Now the magazine cover?/I love you but...
The highest Bull and lowest Bear levels since November 2021 in two widely watched sentiment gauges, the CNN Fear/Greed index in the 'Extreme Greed' category, the VIX with a 13 handle and now the Barron's article, "Don't Fear the Bull Market. Why Stocks are Headed Higher", https://www.barrons.com/articles/stock-market-bull-up-down-outlook-a7abb320?mod=Searchresults
Maybe it's now time for a bit of a tree shaking to wring out some of the complacency that everything will be just fine notwithstanding tight money, QT and the various economic challenges that will not change for a while I believe.
One of my favorite asset price valuation gauges is the quarterly net worth as a % of disposable income stat from the Fed's flow of funds statement. This figure was updated yesterday and it fell to 760% for Q1 2023 from 762% in Q4 and off the record high of 840% in Q1 2022. For perspective though, it peaked at 702% in Q4 2019, right before you know what, it topped at 649% in Q1 2007 before you know what and got to 614% in Q1 2000 right before you know what. So when someone mentions the 'everything bubble', this valuation metric is what they are referring to.
Fed's Flow of Funds Net worth as % of Disposable Income
There is always some interesting commentary in the Signet Jewelers quarterly conference call and yesterday was no different. Over the last few quarters the CEO Gina Drosos has pointed out the 3 year dating cycle between 'nice to meet you', and if dating goes well thereafter, to eventual engagement and marriage. So in Q1, "as we predicted, there were fewer engagements in the quarter resulting from Covid disruption of dating three years ago." She also mentioned "given softening trends in late April...which we've seen continue in the second quarter." They also lowered guidance "based on increasing macro pressure on consumer spending." Gina said "The swing factors in recent consumer confidence, lower tax refunds, economic concerns triggered by regional bank failures, and continued inflation led to a weakening trend in spending across the jewelry industry of an additional 10 points that we estimate based on external reports."
Further, "In fashion, we continue to see pressure at lower price points as has been the case for the past year. However, later in the quarter, we began to see degradation at higher price points between $1,000 and $5,000 in fashion. Price points remained strong at $5,000 and above. This price erosion continued into the 2nd quarter."
"As a result of declining trends in late April and through the 2nd quarter to date, we expect the current softness will continue throughout the year and have updated our guidance to account for a lower range of top line outcomes. We believe the current trend reflects the impact of increasing macro pressure on discretionary categories, including the jewelry industry. For example, going into Mother's Day, we expected to see a $40 million to $50 million shift from Q1 into Q2 as a result of timing, and we did not see this shift materialize. Additionally, we began to see softening at higher price points, which previously had been relatively insulated and lower price points remained under pressure."

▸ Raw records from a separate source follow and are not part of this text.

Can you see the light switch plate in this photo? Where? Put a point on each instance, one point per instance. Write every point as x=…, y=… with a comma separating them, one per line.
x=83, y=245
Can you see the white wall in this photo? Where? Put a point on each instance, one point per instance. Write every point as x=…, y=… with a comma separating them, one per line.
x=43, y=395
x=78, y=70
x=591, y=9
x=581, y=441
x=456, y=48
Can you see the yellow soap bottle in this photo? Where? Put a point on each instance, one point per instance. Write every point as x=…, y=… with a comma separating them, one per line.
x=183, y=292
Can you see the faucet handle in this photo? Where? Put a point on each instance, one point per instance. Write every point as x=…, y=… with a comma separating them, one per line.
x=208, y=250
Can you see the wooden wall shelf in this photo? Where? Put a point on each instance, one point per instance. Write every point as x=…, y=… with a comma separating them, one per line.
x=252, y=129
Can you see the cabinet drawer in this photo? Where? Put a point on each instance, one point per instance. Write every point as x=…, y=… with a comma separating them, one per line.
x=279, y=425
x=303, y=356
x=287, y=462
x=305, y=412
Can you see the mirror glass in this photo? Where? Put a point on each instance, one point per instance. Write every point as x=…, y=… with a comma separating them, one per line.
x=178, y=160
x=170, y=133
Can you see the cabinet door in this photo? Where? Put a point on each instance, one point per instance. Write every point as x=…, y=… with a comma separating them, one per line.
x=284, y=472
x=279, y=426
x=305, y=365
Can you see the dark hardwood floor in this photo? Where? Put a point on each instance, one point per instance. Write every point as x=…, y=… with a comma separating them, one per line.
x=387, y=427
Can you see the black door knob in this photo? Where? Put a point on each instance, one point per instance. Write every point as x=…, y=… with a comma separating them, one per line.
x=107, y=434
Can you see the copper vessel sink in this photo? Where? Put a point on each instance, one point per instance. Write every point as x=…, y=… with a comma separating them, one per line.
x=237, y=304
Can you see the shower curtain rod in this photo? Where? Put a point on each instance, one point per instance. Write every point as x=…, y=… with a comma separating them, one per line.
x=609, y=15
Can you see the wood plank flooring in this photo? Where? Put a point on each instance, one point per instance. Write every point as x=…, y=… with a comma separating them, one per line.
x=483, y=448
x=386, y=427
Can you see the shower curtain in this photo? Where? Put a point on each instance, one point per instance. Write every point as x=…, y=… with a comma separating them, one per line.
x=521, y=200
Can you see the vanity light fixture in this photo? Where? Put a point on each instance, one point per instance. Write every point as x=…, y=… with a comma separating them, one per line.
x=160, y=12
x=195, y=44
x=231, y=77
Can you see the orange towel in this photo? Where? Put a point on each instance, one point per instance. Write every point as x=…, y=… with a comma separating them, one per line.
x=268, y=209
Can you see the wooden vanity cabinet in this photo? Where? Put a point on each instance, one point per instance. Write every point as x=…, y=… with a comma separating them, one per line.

And this was pretty interesting with regards to how they forecast eventual engagements and their bridal business. "As we mentioned at our Investor Day, we have identified and tracked a proprietary list of 45 milestones that trace a couple's journey through four major relationship stages, meeting, exclusivity, committed, and engagement. What our data has shown is that once couples experience at least 27 of these milestones, it becomes highly likely that they will move to engagement. For example, couples traveling together is one of the top milestones later in a couple's journey to engagement. We see evidence of this milestone currently across our data sources, including online search activity. Searches for couples vacation on TikTok are currently twice what they were in Q4. Google searches for travel or vacation together are up more than 30%...The key point is that we're seeing the engagement milestones occurring as expected, which reinforces our confidence that engagements will begin to recover as we approach the end of the year."
Well, according to those 'people', it doesn't look like there will be any tweak to yield curve control next week from the Bank of Japan, notwithstanding inflation running at double their 2% obsession. Bloomberg News is reporting that "Bank of Japan officials see little need to adjust its yield curve control program at a policy meeting next week given improvement in the functioning of the bond market and the smooth shape of the yield curve, according to people familiar with the matter. The officials also recognize that inflation is running stronger than they expected, a factor that raises the chance of the BoJ upgrading its inflation forecast in a quarterly economic outlook report in July, according to the people."
The yen is weaker on the dovish story as the BoJ is not yet ready to respond to higher inflation, and getting close to 140 again. JGB yields fell too. The Nikkei in turn rallied by 2% and we still are long and bullish on Japanese stocks.
China's May CPI rose .2% y/o/y as expected. Ex food and energy saw prices up by .6% y/o/y. We know inflation has been pretty benign in China, a lot of which was Covid and the slow recovery upon the reopening but low inflation is a good thing. The PPI was lower by 4.6% y/o/y, a bit more than the forecast of a 4.3% drop and vs the decline of 3.6% in April. With regards to PPI, many tie its ups and downs to the direction of the Chinese industrial sector but its also in sync with the direction of commodity prices. Asian stocks were mostly higher following the US rally.